Some timings as they come out from my test system:
%timeit [[x[i] for i in a] for x in b]
# 1000000 loops, best of 3: 1.14 µs per loop
%timeit [list(itemgetter(*a)(x)) for x in b]
# 1000000 loops, best of 3: 1.13 ns per loop
%timeit [itemgetter(*a)(x) for x in b]
# 1000000 loops, best of 3: 732 ns per loop
%timeit np.array(b)[:, tuple(a)]
# 100000 loops, best of 3: 6.84 µs per loop
b = b * 1000000
%timeit [[x[i] for i in a] for x in b]
# 1 loop, best of 3: 1.19 s per loop
%timeit [list(itemgetter(*a)(x)) for x in b]
# 1 loop, best of 3: 1.15 s per loop
%timeit [itemgetter(*a)(x) for x in b]
# 1 loop, best of 3: 800 ms per loop
%timeit np.array(b)[:, tuple(a)]
# 1 loop, best of 3: 2.31 s per loop
a = a * 100
b = b * 10000
%timeit [[x[i] for i in a] for x in b]
# 1 loop, best of 3: 386 ms per loop
%timeit [list(itemgetter(*a)(x)) for x in b]
# 10 loops, best of 3: 193 ms per loop
%timeit [itemgetter(*a)(x) for x in b]
# 10 loops, best of 3: 171 ms per loop
%timeit np.array(b)[:, tuple(a)]
# 10 loops, best of 3: 63.1 ms per loop
For its shortness, semantics and doing without additional modules I'd prefer a nested list comprehension:
>>> [[l[i] for i in a] for l in b]
[['B', 'D', 'G'], ['I', 'K', 'N'], ['P', 'R', 'U']]
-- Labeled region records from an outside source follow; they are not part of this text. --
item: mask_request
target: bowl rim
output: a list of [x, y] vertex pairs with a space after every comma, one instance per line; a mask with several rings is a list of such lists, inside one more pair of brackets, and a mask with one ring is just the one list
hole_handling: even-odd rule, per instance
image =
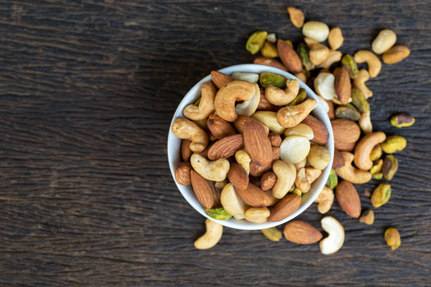
[[[193, 98], [197, 96], [197, 95], [200, 92], [199, 88], [204, 82], [211, 80], [211, 76], [210, 74], [207, 75], [206, 77], [204, 77], [200, 81], [199, 81], [196, 84], [193, 86], [193, 87], [192, 87], [192, 89], [190, 89], [187, 91], [187, 93], [185, 94], [185, 96], [182, 98], [180, 103], [178, 104], [178, 106], [177, 107], [175, 112], [173, 115], [172, 120], [169, 126], [167, 153], [168, 153], [168, 160], [169, 163], [169, 168], [170, 169], [170, 172], [171, 172], [173, 179], [174, 180], [174, 182], [175, 183], [178, 190], [180, 190], [180, 192], [181, 193], [182, 196], [187, 201], [187, 203], [190, 205], [192, 205], [193, 208], [194, 208], [195, 210], [196, 210], [204, 217], [211, 220], [213, 220], [217, 223], [219, 223], [225, 227], [234, 228], [237, 229], [242, 229], [242, 230], [258, 230], [258, 229], [263, 229], [276, 227], [277, 225], [282, 224], [283, 223], [287, 222], [293, 219], [294, 218], [296, 217], [299, 215], [301, 215], [314, 202], [314, 200], [318, 196], [319, 193], [320, 193], [320, 191], [325, 186], [325, 184], [326, 183], [327, 177], [329, 177], [329, 174], [331, 170], [331, 167], [332, 165], [333, 158], [334, 158], [334, 135], [332, 132], [332, 128], [330, 124], [330, 120], [327, 115], [327, 113], [325, 112], [325, 108], [320, 103], [320, 100], [318, 100], [318, 98], [316, 96], [316, 94], [314, 93], [314, 91], [313, 91], [313, 90], [310, 87], [308, 87], [305, 83], [304, 83], [302, 81], [301, 81], [299, 79], [298, 79], [293, 75], [287, 72], [285, 72], [282, 70], [278, 69], [277, 68], [271, 67], [271, 66], [263, 65], [241, 64], [241, 65], [235, 65], [224, 68], [223, 69], [218, 70], [218, 72], [223, 72], [226, 75], [231, 75], [234, 72], [255, 72], [255, 73], [258, 73], [258, 74], [261, 74], [262, 72], [273, 72], [277, 75], [282, 75], [287, 79], [296, 79], [296, 80], [298, 80], [298, 82], [299, 82], [300, 87], [306, 90], [307, 96], [311, 98], [315, 98], [317, 101], [316, 108], [318, 108], [318, 110], [321, 110], [324, 112], [323, 113], [323, 117], [318, 116], [316, 117], [318, 117], [319, 120], [320, 120], [325, 125], [325, 127], [326, 127], [329, 133], [329, 139], [328, 139], [327, 143], [326, 144], [325, 146], [327, 148], [328, 148], [330, 153], [331, 155], [331, 160], [330, 161], [330, 163], [328, 164], [327, 167], [325, 167], [325, 170], [323, 170], [322, 174], [318, 178], [318, 179], [320, 179], [320, 181], [317, 186], [314, 186], [314, 185], [316, 185], [316, 181], [314, 182], [313, 188], [317, 190], [317, 191], [315, 191], [313, 193], [313, 194], [311, 194], [310, 192], [305, 193], [305, 195], [301, 197], [301, 206], [299, 207], [299, 208], [298, 208], [298, 210], [296, 210], [294, 213], [292, 213], [292, 215], [290, 215], [289, 216], [288, 216], [287, 217], [285, 218], [282, 220], [275, 222], [264, 222], [261, 224], [256, 224], [256, 223], [249, 222], [244, 219], [237, 220], [237, 219], [233, 219], [233, 217], [227, 220], [218, 220], [218, 219], [215, 219], [208, 216], [205, 213], [204, 208], [201, 206], [201, 205], [196, 199], [196, 196], [194, 194], [192, 194], [192, 196], [190, 196], [187, 193], [187, 191], [186, 191], [185, 189], [186, 189], [186, 186], [182, 186], [177, 183], [177, 181], [175, 180], [175, 166], [174, 166], [175, 158], [173, 158], [173, 156], [171, 156], [169, 151], [170, 151], [170, 147], [171, 146], [170, 143], [173, 141], [172, 139], [173, 137], [177, 139], [176, 136], [173, 134], [173, 133], [172, 132], [172, 125], [174, 120], [178, 117], [184, 117], [184, 115], [182, 115], [182, 109], [184, 108], [184, 106], [185, 106], [186, 104], [189, 104], [189, 103], [191, 103], [193, 101]], [[189, 98], [193, 98], [189, 99]], [[186, 101], [186, 99], [187, 100]], [[313, 112], [315, 112], [315, 110], [316, 109], [313, 110]], [[313, 112], [312, 113], [313, 113]], [[322, 180], [321, 179], [322, 178], [324, 178], [324, 180]], [[192, 200], [193, 197], [195, 198], [194, 200]]]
The outer comprehension means 'create a list and add the inner comprehension's result for every list l in b to it.' The inner comprehension says 'create a list and add the i-th element of l for every i in a to it.'
I noticed that @norok2 tested how fast this option is, but didn't present it explicitly.
ahas 3 elems and your wished output inner list 4?